Hi
We have logstash running on our worker servers, and they run with an identical config, to ensure if one hosts goes down, we are still processing events.
The source data is Mysql, then logstash pushes the latest records to Elasticsearch
eg
input {
jdbc {
type => event_v4
clean_run => false
jdbc_driver_library => "/usr/share/java/mysql-connector-java.jar"
jdbc_driver_class => "com.mysql.jdbc.Driver"
jdbc_connection_string => "jdbc:mysql://xx"
jdbc_user => "xx"
jdbc_password => "xx"
jdbc_paging_enabled => true
jdbc_page_size => 10000
schedule => "*/5 * * * *"
statement =>"xx"
We then schedule the logstash config every 5 mins.
Ideally I want to avoid doubling up the work, ie both servers picking up the same records and pushing them up - it doesn't cause issues but it's a waste of resources.
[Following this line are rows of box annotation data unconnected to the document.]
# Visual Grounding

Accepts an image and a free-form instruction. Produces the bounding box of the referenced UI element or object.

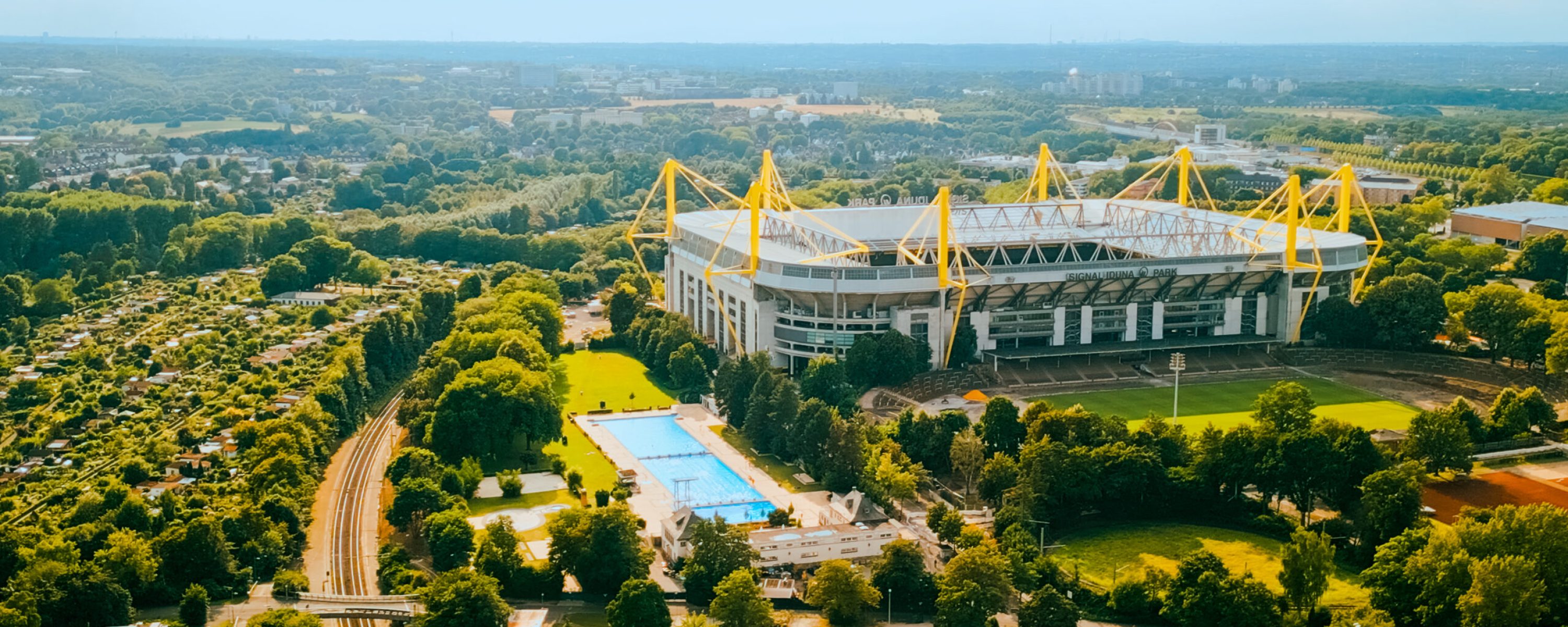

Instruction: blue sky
[0,0,1568,44]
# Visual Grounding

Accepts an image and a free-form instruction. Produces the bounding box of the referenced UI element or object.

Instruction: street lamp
[1171,353,1187,420]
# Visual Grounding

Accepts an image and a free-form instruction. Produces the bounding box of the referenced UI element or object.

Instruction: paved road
[328,392,403,627]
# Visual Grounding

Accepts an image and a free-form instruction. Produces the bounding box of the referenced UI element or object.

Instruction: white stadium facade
[637,150,1377,371]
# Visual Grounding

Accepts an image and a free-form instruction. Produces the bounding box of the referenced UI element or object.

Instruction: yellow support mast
[1176,146,1192,207]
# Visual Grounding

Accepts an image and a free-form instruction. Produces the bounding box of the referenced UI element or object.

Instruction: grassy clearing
[119,119,298,138]
[1030,378,1417,429]
[544,351,676,494]
[709,425,812,492]
[560,351,676,414]
[1055,522,1367,605]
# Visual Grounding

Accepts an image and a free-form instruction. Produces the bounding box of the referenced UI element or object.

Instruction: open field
[626,97,784,108]
[1054,522,1367,605]
[119,119,296,138]
[1082,107,1207,130]
[709,425,812,492]
[1243,107,1388,122]
[1030,378,1417,429]
[784,105,942,124]
[1421,459,1568,522]
[532,351,676,492]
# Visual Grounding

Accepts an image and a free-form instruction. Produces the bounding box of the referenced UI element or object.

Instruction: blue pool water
[596,415,773,522]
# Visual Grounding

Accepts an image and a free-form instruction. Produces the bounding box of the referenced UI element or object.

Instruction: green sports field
[1052,522,1367,605]
[1030,378,1417,429]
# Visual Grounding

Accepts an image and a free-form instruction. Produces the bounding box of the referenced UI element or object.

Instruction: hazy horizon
[0,0,1568,45]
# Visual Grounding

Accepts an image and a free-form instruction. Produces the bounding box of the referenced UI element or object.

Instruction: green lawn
[1054,522,1367,605]
[544,351,676,494]
[1030,378,1417,429]
[560,351,676,414]
[709,425,820,492]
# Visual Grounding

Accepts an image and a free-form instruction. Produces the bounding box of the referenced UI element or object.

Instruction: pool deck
[572,404,828,583]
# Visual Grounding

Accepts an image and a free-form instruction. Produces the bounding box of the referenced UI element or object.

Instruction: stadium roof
[676,199,1361,265]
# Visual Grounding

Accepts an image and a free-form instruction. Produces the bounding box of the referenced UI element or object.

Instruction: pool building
[660,491,898,567]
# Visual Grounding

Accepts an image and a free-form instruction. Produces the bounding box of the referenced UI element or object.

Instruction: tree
[707,569,775,627]
[1018,586,1083,627]
[549,503,654,594]
[474,516,522,596]
[804,560,881,625]
[844,331,931,386]
[1361,274,1449,350]
[872,539,936,613]
[245,608,321,627]
[1513,230,1568,281]
[33,279,75,317]
[604,282,648,334]
[414,571,511,627]
[980,453,1018,505]
[1356,461,1421,547]
[273,571,310,597]
[180,583,207,627]
[1400,411,1471,472]
[949,426,978,498]
[800,354,855,411]
[386,477,447,531]
[426,357,561,459]
[1253,381,1317,433]
[425,508,474,571]
[936,541,1013,627]
[980,397,1029,456]
[681,516,759,605]
[342,251,390,287]
[1458,555,1546,627]
[262,254,310,296]
[604,578,670,627]
[1279,530,1334,616]
[666,342,707,390]
[289,235,354,285]
[1458,163,1526,205]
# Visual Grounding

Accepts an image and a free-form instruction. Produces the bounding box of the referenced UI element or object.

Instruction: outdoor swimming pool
[594,415,773,522]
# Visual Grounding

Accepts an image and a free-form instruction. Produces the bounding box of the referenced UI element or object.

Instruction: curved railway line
[328,390,403,627]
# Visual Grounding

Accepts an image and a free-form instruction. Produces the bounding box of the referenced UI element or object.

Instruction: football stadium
[629,147,1381,371]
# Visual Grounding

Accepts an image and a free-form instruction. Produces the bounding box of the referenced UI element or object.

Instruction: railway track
[328,390,403,627]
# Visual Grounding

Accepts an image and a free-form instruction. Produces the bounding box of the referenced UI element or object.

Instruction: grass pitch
[1030,378,1417,429]
[1054,522,1367,605]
Because we use Ansible to build the servers It's hard to set the cron template differently on each.
I was thinking that once the logstash job runs, we could update the mysql records with a 'lastindexed' date, then in the input/jdbc params, exclude anthing where that date is within the last few mins
eg:
WHERE lastUpdated > :sql_last_value AND lastIndexed < :sql_last_value
Is that possible, how can we update that column in mysql once the records are indexed (we currently only read from Mysql and write to Elastic)
Or any better way to handle this scenario?